Brandy Espinola is the Resilience and Sustainability Program Manager for the Environmental Finance Center at the University of Maryland.
Aging infrastructure, terrorist attacks, and climate change, oh my! As utility operators, these are just a few of the uncertainties that need to be managed in order to prevent massive water service disruptions. And let’s be honest, it isn’t a matter of if but rather when uncertainty will exploit your system’s weaknesses. So, it is important that water utilities routinely examine the vulnerability of their systems, take steps to avoid what can be prevented, and be prepared to respond to potential failures.
In Safe & Sure, Exploring a New Approach to Resilient Systems, the Environmental Finance Center Network shared a general framework for resilience planning that could help water systems operators map out the connections between threats, systems failures, service impacts, and eventually larger social, economic, and environmental consequences. In this blog post, we take a deeper look at the importance of conducting a vulnerability assessment as part of the resilience planning process, and we explore the Environmental Protection Agency’s free Vulnerability Self-Assessment Tool.

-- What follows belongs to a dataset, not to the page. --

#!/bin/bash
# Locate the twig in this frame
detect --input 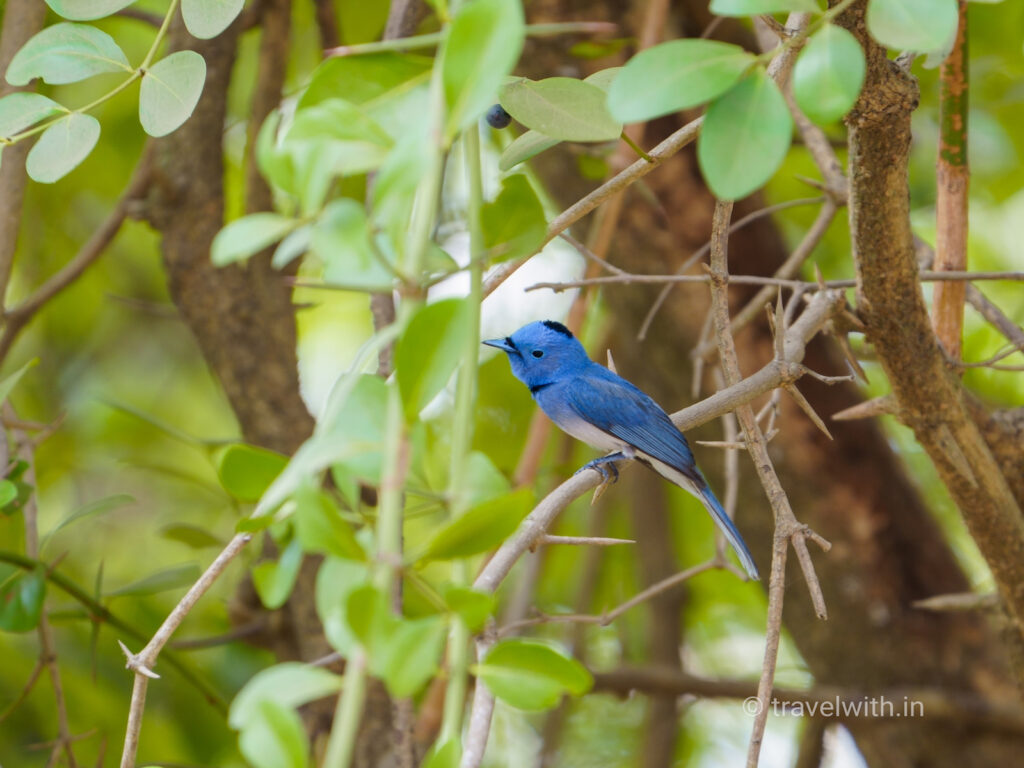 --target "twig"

A vulnerability assessment is the process of reviewing assets within a system to determine the degree to which those individual assets may be physically or functionally impacted by a threat, such as a climate hazard. When conducting a vulnerability assessment, you want to identify, quantify, and prioritize the vulnerabilities so that you can develop a plan for action. The vulnerability for each asset is calculated based on your understanding of its exposure, sensitivity, and adaptive capacity.

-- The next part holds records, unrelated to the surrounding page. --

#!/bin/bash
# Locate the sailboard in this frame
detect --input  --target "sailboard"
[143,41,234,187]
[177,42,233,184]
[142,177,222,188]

For the purpose of climate change resilience planning, the exposure of an asset can be determined by where an asset is located in relation to a climate change threat, such as storm surge or sea-level rise. The sensitivity of an asset is determined by the existing condition of an asset and how it will respond to potential impacts, such as a hurricane or tornado. And that adaptive capacity is the ability for an asset or system to adapt to or compensate for an impact without causing disruption.
While the vulnerability assessment process will range in complexity based on the design and operation of the water system itself, at a minimum you will want to include specific portions of the system in your assessment including: pipes and constructed conveyances; physical barriers; water collection; pretreatment; treatment; storage and distribution facilities; electronic, computer or other automated systems which are utilized by the public water system; the use, storage, or handling of various chemicals; and the operation and maintenance of such system. For more information on identifying assets, check out Critical Assets – What are they and where are they?

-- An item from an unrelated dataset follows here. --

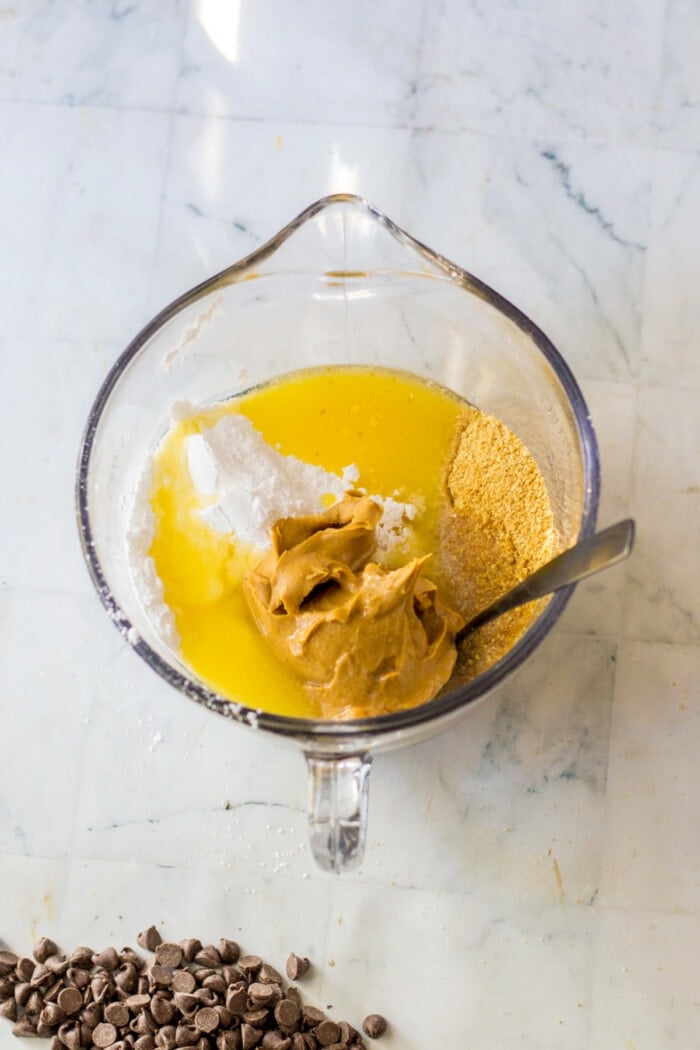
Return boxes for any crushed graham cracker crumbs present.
[440,406,554,688]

Whether you manage a utility that is big or small, conducting a vulnerability assessment and understanding your system’s vulnerability is a key first step in resilience planning, which makes sense because you can’t possibly prepare for what you don’t see coming. Conducting a vulnerability assessment provides you the opportunity to identify the existence of critical holes and weaknesses in your system that have the potential to cause failures, it allows you to understand what assets need to be addressed in order to protect your system, and it can help inform investment decision making. Ultimately, vulnerability assessments provide utilities the information necessary to strategically invest in ongoing maintenance rather than deal with the much larger cost associated with a catastrophic failure. And who doesn’t like saving money?
If your utility has not completed a vulnerability assessment and you are looking for a good place to start, you should check out VSAT. VSAT is a free and easy to use web-tool developed by the EPA to help water utilities conduct vulnerability assessments. This tool offers a streamlined risk assessment process where users can analyze the risk of one threat to one asset at a time and then evaluate costs and benefits of potential countermeasures. The VSAT program will produce a detailed report that identifies the highest risks to mission-critical operations and recommends cost-effective measure to reduce those risks.
Have you conducted a vulnerability assessment? What tools did you use during the process and what lessons learned can you share with us?